La grand-mère de Niphon Manutha a créé l’entreprise dans ce quartier, construit en bord de canal sur des terres données au XVIIIe siècle par le roi Rama I aux musulmans venus en nombre du Cambodge et du Vietnam voisins. Rapidement, la communauté s’est spécialisée dans le tissage de soie, et les ateliers ont essaimé dans le quartier.

« A l’époque, nous fabriquions des sarongs, un habit traditionnel pour les musulmans ici. Notre secteur a connu son apogée après la Seconde guerre mondiale quand Jim Thompson est venu ici, a repéré notre soie et trouvé qu’elle était exceptionnelle », raconte le vieux tisserand.
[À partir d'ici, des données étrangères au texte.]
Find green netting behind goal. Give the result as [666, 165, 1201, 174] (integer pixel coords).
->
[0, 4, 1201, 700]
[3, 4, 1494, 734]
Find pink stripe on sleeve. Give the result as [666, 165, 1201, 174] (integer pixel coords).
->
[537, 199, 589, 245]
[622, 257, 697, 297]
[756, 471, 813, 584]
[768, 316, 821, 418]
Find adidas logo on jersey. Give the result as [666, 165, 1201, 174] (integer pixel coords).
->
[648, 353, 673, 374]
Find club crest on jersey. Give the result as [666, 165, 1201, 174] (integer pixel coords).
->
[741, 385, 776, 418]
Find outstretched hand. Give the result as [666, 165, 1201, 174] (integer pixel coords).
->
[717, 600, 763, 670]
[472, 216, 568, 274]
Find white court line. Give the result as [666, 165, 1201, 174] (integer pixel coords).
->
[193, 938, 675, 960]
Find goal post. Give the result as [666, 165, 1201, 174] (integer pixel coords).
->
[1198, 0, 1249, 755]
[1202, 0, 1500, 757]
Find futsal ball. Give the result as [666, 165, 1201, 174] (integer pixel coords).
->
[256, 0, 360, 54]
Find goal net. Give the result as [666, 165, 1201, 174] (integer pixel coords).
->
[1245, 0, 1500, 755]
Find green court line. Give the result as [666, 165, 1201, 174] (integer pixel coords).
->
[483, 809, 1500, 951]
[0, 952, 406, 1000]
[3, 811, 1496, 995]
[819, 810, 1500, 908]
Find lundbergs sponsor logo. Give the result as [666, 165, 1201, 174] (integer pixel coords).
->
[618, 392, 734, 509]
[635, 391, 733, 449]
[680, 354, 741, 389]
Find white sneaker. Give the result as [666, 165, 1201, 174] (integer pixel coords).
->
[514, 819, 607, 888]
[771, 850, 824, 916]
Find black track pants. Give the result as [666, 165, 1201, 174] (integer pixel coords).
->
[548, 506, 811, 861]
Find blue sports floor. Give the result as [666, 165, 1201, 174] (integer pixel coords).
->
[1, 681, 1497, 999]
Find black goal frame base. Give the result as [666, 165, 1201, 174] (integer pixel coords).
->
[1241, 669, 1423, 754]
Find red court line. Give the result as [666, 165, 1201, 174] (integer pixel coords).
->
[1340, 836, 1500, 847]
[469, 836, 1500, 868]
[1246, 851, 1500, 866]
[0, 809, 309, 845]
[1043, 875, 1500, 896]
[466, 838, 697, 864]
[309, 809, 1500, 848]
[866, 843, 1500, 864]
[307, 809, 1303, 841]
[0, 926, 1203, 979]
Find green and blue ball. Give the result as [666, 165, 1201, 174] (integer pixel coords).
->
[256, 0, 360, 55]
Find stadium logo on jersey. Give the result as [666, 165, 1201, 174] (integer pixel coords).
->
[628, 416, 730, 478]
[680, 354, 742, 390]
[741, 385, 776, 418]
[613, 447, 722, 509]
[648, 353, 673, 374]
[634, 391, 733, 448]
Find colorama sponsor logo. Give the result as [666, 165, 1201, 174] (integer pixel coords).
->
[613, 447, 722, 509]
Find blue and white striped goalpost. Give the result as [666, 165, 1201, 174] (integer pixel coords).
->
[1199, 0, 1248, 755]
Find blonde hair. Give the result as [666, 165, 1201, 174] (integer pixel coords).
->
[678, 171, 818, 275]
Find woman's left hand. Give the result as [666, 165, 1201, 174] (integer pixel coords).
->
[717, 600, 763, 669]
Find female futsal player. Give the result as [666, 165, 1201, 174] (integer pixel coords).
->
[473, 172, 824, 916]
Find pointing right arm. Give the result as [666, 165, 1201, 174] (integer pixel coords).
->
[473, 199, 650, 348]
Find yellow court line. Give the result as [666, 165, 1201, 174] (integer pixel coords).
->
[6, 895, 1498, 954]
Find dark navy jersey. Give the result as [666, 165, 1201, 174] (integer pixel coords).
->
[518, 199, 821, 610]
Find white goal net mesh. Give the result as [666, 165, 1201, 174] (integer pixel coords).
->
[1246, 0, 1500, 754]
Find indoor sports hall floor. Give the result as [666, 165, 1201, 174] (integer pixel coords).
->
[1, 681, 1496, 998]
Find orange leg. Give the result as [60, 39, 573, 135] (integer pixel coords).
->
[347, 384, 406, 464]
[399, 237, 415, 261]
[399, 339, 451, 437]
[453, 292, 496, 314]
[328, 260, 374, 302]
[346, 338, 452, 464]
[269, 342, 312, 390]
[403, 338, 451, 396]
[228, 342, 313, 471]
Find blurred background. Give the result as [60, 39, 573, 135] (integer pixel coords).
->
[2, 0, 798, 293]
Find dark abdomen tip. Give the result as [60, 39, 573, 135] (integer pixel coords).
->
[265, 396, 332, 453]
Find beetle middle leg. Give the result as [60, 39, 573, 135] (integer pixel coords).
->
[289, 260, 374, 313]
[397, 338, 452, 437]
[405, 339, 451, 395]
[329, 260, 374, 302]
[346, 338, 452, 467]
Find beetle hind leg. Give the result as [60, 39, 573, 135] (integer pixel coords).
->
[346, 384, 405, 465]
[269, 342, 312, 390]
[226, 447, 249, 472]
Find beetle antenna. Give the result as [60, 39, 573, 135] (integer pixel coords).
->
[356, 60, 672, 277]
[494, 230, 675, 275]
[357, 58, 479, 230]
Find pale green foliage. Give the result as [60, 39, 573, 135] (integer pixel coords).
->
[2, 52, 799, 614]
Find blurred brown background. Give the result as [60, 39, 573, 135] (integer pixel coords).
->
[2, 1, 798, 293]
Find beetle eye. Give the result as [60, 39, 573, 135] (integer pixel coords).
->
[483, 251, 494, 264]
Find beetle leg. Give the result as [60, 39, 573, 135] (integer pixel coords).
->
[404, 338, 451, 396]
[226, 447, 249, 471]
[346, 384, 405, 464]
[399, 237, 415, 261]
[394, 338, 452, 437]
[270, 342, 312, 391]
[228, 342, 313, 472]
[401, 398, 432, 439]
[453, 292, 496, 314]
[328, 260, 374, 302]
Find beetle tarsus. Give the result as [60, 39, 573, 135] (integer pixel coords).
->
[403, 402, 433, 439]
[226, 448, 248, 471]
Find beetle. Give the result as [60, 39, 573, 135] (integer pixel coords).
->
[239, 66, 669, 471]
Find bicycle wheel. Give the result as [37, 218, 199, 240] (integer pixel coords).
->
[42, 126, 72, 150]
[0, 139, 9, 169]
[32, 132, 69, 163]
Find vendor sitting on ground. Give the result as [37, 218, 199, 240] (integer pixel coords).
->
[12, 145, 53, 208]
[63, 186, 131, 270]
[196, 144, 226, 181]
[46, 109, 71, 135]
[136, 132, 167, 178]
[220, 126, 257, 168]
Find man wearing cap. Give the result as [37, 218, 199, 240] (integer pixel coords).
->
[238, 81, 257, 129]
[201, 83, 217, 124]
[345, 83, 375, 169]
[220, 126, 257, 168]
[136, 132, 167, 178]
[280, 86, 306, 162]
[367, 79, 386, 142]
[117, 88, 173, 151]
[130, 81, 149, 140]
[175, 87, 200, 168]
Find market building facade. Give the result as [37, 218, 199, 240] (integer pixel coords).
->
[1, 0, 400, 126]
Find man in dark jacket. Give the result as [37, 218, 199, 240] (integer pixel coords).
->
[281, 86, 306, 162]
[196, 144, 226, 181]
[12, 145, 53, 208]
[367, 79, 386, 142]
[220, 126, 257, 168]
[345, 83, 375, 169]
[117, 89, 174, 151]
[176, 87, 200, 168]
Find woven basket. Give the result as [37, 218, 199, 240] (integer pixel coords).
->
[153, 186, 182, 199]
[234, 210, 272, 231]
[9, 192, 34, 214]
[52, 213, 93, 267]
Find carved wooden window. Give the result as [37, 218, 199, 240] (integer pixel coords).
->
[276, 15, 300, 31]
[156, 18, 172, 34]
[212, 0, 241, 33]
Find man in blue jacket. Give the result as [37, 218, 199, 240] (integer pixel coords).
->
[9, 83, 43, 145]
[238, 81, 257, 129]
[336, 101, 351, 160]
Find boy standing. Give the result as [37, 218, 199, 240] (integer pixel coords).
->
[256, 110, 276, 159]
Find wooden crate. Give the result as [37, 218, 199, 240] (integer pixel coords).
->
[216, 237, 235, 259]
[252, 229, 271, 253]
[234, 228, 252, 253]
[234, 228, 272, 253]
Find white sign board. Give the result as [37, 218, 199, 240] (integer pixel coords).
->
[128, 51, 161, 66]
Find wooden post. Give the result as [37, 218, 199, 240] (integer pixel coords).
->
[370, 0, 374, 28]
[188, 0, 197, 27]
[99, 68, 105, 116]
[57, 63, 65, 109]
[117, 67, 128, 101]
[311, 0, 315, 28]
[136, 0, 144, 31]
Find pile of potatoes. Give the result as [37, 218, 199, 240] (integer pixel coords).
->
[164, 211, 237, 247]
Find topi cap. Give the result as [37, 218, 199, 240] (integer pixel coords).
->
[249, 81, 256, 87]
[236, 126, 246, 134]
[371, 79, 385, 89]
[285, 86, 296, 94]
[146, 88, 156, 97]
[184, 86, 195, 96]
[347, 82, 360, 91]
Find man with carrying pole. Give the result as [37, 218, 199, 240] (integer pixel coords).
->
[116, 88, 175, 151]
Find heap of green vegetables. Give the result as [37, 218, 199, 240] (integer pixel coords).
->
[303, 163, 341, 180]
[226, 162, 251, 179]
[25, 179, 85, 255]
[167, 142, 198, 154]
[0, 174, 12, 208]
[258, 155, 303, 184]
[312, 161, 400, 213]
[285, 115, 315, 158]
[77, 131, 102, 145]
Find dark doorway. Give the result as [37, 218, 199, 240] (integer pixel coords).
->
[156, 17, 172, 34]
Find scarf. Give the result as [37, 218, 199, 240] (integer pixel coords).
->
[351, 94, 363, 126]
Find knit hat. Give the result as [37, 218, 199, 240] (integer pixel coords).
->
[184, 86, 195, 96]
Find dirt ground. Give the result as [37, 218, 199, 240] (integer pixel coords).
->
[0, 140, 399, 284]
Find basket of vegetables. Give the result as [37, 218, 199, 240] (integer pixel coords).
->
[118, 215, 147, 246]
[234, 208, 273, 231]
Aujourd’hui, c’est sa fille Pattramas qui essaye de trouver des débouchés pour l’entreprise familiale, en développant le site internet de la société.

« Nous sommes passés de la production de tissu à celle de produits », comme des chemises ou des sacs, explique la trentenaire aux cheveux courts. « La nouvelle génération ne veut plus faire ce métier. Dans les cinq à dix ans à venir, je ne sais pas s’il y aura encore des gens ici », dit-elle. Les ouvrières ont toutes dépassé la soixantaine. « Tout le monde veut préserver l’héritage mais plus personne ne veut faire ce métier », se lamente Natcha Swanaphoom, la sœur de Niphon, qui l’aide à gérer la petite boutique de la fabrique.

Le secteur traditionnel de la soie s’est fortement industrialisé en Thaïlande, pour résister à la concurrence de la Chine et du Vietnam.  Près de 90.000 agriculteurs thaïlandais vivent de l’élevage de vers à soie et de la culture de mûrier, base de leur alimentation. Au total, 90% de la production nationale de soie est destinée au marché intérieur, les Thaïlandais continuant à revêtir des habits traditionnels en soie pour les grands événements comme les mariages.

Le ministère de l’Agriculture thaïlandais compte un département spécialement en charge de la soie, qui s’inquiète de l’avenir des nombreuses petites communautés de tisserands comme celle de Baan Krua.